L’epurazione del mondo cristiano
Perché la sentenza della Corte suprema americana ha sdoganato la guerra alla libertà religiosa
Un partecipante al Gay Pride di San Josè indossa ali da angelo. Davanti a lui un carro con l’immagine della Madonna con il Bambino (foto LaPresse)

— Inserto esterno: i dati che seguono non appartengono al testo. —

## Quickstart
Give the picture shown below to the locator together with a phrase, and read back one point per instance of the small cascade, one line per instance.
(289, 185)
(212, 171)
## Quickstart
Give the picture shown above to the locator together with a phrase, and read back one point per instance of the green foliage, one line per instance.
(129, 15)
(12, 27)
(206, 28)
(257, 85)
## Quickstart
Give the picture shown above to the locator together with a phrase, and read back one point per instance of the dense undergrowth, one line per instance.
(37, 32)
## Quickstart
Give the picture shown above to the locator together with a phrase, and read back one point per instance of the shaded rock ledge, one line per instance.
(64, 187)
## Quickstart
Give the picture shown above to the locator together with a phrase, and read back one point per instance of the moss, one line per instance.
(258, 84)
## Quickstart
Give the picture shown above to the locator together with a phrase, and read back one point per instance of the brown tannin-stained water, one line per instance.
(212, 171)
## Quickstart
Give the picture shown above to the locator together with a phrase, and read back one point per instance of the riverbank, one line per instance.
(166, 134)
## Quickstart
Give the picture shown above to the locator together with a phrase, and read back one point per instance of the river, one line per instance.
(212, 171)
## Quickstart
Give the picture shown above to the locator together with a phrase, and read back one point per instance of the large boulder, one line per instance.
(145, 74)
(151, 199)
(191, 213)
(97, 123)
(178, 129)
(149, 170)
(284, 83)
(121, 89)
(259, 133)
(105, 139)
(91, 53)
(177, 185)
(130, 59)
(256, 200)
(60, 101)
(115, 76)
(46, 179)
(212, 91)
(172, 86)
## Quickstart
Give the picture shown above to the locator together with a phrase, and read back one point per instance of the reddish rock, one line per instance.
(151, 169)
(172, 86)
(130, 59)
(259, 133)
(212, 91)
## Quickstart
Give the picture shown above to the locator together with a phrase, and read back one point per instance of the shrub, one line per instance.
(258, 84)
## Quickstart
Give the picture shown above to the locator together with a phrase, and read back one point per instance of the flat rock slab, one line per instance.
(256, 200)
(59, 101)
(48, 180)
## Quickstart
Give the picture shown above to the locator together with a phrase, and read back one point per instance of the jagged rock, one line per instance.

New York. Ora che la realtà del matrimonio gay ha raggiunto il sommo grado di diritto protetto dalla Costituzione, la vasta galassia del cristianesimo americano si pone la più rivoluzionaria delle domande: che fare? Si fa presto a invocare, con Rod Dreher, l’Opzione Benedetto, la rinascita di esperienze comunitarie ispirate a ideali fuori dal mainstream ideologico, ma per qualcuno nemmeno questa ipotesi sarà tollerata dalla società. L’esempio più evidente riguarda scuole e università cristiane, che dovrebbero essere la spina dorsale di questa rinascita benedettina, le quali presto saranno trascinate in battaglie legali per via di statuti e regolamenti che vietano le relazioni fra le persone dello stesso sesso. La libertà religiosa è una condizione necessaria per praticare l’Opzione Benedetto. Ma le università evangeliche che nei loro statuti definiscono il matrimonio come l’unione esclusiva fra un uomo e una donna? Gli istituti che vietano a studenti e professori relazioni fra persone dello stesso sesso? Non saranno immediatamente dichiarati discriminatorie e fuorilegge, anzi incostituzionali?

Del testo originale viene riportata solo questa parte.